Hungry, lost, and scared, sixteen-year-old Nora finds herself her brother’s sole guardian after her parents abandon them in the not-quite-empty ruins of Seattle.

And in the darkness of a forest, a dead man opens his eyes. Who is he? What is he? With no clues beyond a red tie and the letter “R,” he must unravel the grim mystery of his existence—right after he learns how to think, how to walk, and how to satisfy the monster howling in his belly.

Some years ago, I remember loving Warm Bodies enough that I recommended it to most everyone I know who reads. When I found out that its author Isaac Marion released a novella, I wanted to find a copy of it here in the Philippines–but I never did. So, when I got a copy of Warm Bodies‘s actual sequel, I decided to buy the novella off Amazon.
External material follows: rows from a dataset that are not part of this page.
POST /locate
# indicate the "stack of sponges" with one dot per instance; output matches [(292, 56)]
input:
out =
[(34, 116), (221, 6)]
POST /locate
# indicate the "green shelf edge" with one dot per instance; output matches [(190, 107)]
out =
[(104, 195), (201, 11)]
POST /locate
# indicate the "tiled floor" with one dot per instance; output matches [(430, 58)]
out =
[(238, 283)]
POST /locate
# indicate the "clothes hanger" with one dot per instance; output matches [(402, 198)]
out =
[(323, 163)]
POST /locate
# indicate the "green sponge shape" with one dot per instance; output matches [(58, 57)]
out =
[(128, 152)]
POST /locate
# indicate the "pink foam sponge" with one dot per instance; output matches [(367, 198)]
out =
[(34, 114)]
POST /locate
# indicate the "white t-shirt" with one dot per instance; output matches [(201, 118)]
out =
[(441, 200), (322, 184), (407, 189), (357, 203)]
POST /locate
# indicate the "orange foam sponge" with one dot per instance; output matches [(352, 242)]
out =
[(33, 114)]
I’m not sure how important this novella is going to be once I read The Burning World, but I have this to say: The New Hunger does not have anything that I loved about Warm Bodies.

Yes, the characters are the same. But that’s where I think the biggest problem of the novella stems from: it’s the same. Nothing’s new. The only thing that makes it different from Warm Bodies is the fact that the characters haven’t met each other yet. And while, at the very least, we get some action from the chapters featuring Nora. The ones that follow Julie and ‘R’ are especially dull: there’s no threat, there’s no development–they’re just moving pieces filling time until something bigger happens.

When I first read that there was going to be a novella that serves as a prelude to Warm Bodies, I had hoped it would make the book’s world richer–it did not. It felt like a money-grab for fans of the movie who want something new to sink their teeth into after watching the film.

I hope The Burning World, the actual sequel, isn’t anything like this novella.